TRIBUNAL ADMINISTRATIF DU LOGEMENT

Bureau dE Montréal

 

No dossier :

671027 31 20221228 T

No demande :

3953617

 

 

Date :

13 septembre 2023

Devant la juge administrative :

Stella Croteau

 

Michel Adam

 

Locataire - Partie demanderesse

c.

Tuyet Mai Thai

 

Locateur - Partie défenderesse

 

D É C I S I O N

 

 

[1]         Le 29 juin 2023, le locataire demande au Tribunal la rétractation de la décision rendue le 6 juin 2023, laquelle rejette la rétractation de la décision du 27 mars 2023, qui résilie le bail et ordonne l’expulsion du locataire ainsi que le paiement de 1 950 $, plus les intérêts et les frais.
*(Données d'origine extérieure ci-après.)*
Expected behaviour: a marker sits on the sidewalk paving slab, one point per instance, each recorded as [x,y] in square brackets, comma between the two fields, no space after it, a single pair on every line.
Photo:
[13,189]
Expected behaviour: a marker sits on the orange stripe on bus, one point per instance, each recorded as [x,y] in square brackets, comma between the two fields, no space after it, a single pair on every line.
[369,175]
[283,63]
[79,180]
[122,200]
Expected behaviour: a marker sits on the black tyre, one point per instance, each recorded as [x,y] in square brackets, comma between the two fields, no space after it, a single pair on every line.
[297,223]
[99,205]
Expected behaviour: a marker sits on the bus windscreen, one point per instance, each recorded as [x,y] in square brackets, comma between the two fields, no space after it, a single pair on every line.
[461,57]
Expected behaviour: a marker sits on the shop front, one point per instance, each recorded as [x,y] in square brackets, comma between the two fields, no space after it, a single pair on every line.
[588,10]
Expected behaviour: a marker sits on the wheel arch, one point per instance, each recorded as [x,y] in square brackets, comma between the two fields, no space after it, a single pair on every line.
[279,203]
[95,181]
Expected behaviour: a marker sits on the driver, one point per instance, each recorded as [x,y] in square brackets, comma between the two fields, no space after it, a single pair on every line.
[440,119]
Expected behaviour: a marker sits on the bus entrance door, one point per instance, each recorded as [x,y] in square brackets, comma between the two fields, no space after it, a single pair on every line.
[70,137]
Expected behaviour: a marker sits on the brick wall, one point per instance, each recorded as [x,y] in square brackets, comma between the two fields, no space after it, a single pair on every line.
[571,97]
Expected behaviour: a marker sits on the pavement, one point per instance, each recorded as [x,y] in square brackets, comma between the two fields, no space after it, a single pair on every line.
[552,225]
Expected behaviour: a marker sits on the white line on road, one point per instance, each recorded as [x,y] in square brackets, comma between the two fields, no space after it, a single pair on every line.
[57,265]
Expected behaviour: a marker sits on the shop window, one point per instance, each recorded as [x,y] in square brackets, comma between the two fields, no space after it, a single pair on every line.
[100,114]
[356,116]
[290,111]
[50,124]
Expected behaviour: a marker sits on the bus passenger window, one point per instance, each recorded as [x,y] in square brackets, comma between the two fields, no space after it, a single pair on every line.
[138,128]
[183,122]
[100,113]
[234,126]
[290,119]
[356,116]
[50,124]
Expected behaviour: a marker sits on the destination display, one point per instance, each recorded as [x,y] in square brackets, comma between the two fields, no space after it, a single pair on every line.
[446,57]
[2]         Le locateur demande une ordonnance de limitation procédurale à l'égard du locataire, de sorte qu'il lui soit interdit de déposer toute autre demande à l'égard de la décision attaquée vu son caractère purement dilatoire et abusif.
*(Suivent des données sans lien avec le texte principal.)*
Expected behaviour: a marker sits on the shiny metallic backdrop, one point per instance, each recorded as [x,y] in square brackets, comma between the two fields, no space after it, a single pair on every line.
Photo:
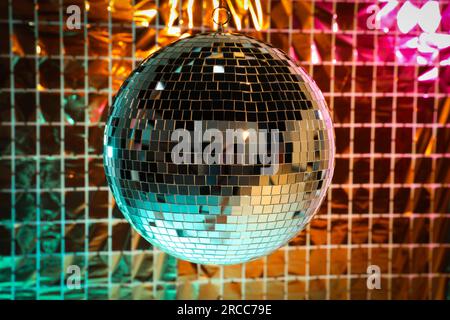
[388,204]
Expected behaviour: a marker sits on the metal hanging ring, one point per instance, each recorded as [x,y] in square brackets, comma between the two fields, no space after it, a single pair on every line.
[221,24]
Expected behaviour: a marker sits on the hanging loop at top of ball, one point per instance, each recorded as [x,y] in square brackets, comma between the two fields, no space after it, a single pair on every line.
[223,17]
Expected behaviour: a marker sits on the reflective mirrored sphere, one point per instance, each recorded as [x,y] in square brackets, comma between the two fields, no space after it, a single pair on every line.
[218,148]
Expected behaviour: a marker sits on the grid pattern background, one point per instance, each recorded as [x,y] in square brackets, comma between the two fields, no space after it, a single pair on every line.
[388,205]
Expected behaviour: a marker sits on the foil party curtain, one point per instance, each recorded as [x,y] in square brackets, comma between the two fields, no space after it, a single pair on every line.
[387,86]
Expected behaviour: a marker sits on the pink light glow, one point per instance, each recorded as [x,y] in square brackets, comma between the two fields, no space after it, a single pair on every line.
[429,75]
[315,57]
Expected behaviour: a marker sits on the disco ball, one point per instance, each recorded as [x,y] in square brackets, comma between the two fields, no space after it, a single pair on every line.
[222,212]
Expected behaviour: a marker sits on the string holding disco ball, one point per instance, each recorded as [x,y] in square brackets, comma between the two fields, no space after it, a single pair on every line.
[218,148]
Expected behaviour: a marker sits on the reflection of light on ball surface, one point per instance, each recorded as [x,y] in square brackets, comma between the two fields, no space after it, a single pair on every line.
[218,213]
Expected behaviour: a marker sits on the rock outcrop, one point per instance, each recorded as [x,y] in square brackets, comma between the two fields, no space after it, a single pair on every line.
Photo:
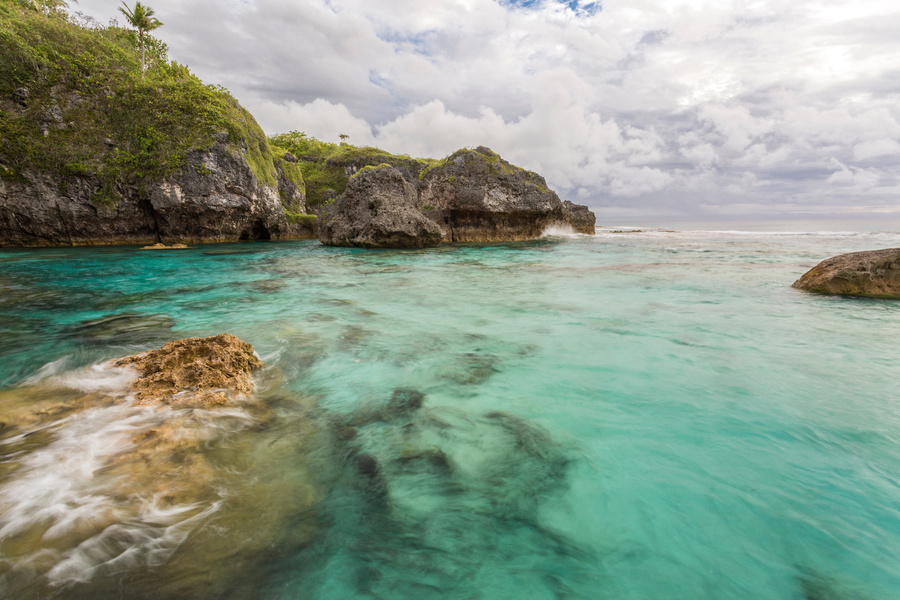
[378,210]
[479,197]
[472,196]
[215,197]
[193,371]
[873,274]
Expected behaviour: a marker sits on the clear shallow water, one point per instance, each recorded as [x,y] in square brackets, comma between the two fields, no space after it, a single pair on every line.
[632,415]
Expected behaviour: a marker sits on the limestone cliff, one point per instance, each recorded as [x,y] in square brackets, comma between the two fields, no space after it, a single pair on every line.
[471,196]
[93,151]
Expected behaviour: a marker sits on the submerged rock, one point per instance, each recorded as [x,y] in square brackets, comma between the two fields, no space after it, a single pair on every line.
[194,371]
[873,274]
[97,493]
[378,210]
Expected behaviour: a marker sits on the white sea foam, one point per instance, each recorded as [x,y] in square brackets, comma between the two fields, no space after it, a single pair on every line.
[559,231]
[50,369]
[64,493]
[100,378]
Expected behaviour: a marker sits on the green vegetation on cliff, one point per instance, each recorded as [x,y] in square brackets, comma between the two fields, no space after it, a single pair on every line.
[73,103]
[327,167]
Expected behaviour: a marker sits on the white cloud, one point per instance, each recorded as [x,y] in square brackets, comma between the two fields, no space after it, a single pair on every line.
[682,104]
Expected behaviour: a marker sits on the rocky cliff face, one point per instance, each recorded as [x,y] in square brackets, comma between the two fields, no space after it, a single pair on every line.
[472,196]
[215,197]
[479,197]
[378,210]
[873,274]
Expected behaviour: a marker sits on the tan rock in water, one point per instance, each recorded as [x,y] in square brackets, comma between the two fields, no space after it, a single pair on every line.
[874,274]
[194,372]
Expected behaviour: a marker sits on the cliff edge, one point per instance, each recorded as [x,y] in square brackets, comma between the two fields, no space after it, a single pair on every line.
[92,151]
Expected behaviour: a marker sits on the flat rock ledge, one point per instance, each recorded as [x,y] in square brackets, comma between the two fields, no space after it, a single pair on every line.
[193,372]
[872,274]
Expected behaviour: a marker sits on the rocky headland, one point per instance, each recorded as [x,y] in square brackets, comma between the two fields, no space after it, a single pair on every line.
[96,152]
[471,196]
[872,274]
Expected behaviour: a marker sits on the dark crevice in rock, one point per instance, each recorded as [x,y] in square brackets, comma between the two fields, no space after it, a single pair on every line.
[147,209]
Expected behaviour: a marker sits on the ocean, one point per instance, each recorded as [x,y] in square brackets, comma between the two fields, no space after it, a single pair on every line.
[651,412]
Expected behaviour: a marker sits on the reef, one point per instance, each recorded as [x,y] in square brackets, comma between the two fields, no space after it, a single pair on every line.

[3]         À la suite de cette demande, le locataire demande la même ordonnance à l’égard du locateur.

CONTEXTE FACTUEL

[4]         Il s’agit de la deuxième demande de rétractation du locataire dans ce dossier.
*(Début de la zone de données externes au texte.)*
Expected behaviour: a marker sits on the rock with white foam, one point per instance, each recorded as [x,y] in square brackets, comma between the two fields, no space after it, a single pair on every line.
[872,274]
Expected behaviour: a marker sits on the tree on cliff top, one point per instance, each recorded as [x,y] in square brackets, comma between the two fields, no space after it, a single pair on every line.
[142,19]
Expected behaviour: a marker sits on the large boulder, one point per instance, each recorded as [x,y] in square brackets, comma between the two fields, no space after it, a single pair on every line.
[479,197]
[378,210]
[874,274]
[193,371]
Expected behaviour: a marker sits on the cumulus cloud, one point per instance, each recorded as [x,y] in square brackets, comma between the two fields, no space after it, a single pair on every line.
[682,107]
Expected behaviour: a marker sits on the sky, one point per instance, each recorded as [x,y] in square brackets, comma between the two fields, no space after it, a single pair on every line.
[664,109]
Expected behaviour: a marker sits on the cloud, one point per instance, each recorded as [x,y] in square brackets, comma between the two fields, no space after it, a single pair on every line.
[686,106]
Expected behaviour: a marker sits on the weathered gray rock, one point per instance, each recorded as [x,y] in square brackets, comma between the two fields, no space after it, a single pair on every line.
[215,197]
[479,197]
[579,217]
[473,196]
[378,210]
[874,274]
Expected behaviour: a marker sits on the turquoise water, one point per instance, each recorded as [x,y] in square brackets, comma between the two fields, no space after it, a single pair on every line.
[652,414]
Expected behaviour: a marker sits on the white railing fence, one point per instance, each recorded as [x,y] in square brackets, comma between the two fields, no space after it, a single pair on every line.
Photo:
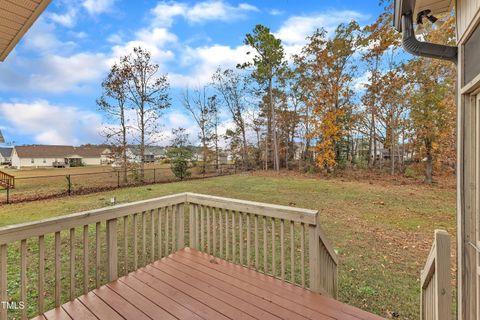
[46,263]
[435,281]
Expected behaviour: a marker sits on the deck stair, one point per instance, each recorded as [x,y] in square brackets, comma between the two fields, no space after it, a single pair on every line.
[7,181]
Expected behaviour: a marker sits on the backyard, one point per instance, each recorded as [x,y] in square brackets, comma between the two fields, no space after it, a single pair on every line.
[43,183]
[382,230]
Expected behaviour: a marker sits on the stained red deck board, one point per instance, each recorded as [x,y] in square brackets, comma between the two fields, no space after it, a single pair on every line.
[193,285]
[173,307]
[226,295]
[142,303]
[221,282]
[285,294]
[76,310]
[192,304]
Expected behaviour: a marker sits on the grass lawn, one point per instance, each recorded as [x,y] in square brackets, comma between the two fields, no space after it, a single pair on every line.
[43,183]
[381,230]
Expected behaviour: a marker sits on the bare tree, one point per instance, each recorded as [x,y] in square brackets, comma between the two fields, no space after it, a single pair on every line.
[113,104]
[147,92]
[199,106]
[232,88]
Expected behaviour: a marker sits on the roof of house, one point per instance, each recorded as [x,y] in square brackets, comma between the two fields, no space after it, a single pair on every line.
[6,152]
[47,151]
[16,17]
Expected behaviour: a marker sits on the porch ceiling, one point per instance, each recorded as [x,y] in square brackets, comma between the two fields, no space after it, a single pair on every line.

[5]         Il était présent lors de l’audience sur la demande originale ainsi que lors de l’audience sur sa première demande de rétractation.

[6]         Le locataire soutient comme moyen sommaire de défense qu’il est prêt à payer mais que le propriétaire ne vient pas chercher les loyers.

[7]         Il confirme que son moyen de défense est le même qu’il avait mentionné lors de la première demande de rétractation. Il a reçu la décision mais ne la comprend pas et il désire réitérer son moyen de défense.


ANALYSE

[8]         La demande du locataire est fondée sur l'article 89 de la Loi sur le Tribunal administratif du logement[1] (ci-après LTAL), lequel se lit comme suit :

« 89. Si une décision a été rendue contre une partie qui a été empêchée de se présenter ou de fournir une preuve, par surprise, fraude ou autre cause jugée suffisante, cette partie peut en demander la rétractation.

Une partie peut également demander la rétractation d’une décision lorsque le Tribunal a omis de statuer sur une partie de la demande ou s’est prononcé au-delà de la demande.

La demande de rétractation doit être faite par écrit dans les dix jours de la connaissance de la décision ou, selon le cas, du moment où cesse l’empêchement.

La demande de rétractation suspend l’exécution de la décision et interrompt le délai d’appel ou de révision jusqu’à ce que les parties aient été avisées de la décision.

Une partie qui fait défaut d’aviser de son changement d’adresse conformément à l’article 60.1 ne peut demander la rétractation d’une décision rendue contre elle en invoquant le fait qu’elle n’a pas reçu l’avis de convocation si cet avis a été transmis à son ancienne adresse. »

[9]         Ici, le locataire soutient que le locateur ne vient pas chercher ses loyers. Il reprend le même moyen de défense qu’il avait fait valoir lors de sa première demande de rétractation. Lequel est un moyen de défense sur la demande originale et non pour la demande de rétractation.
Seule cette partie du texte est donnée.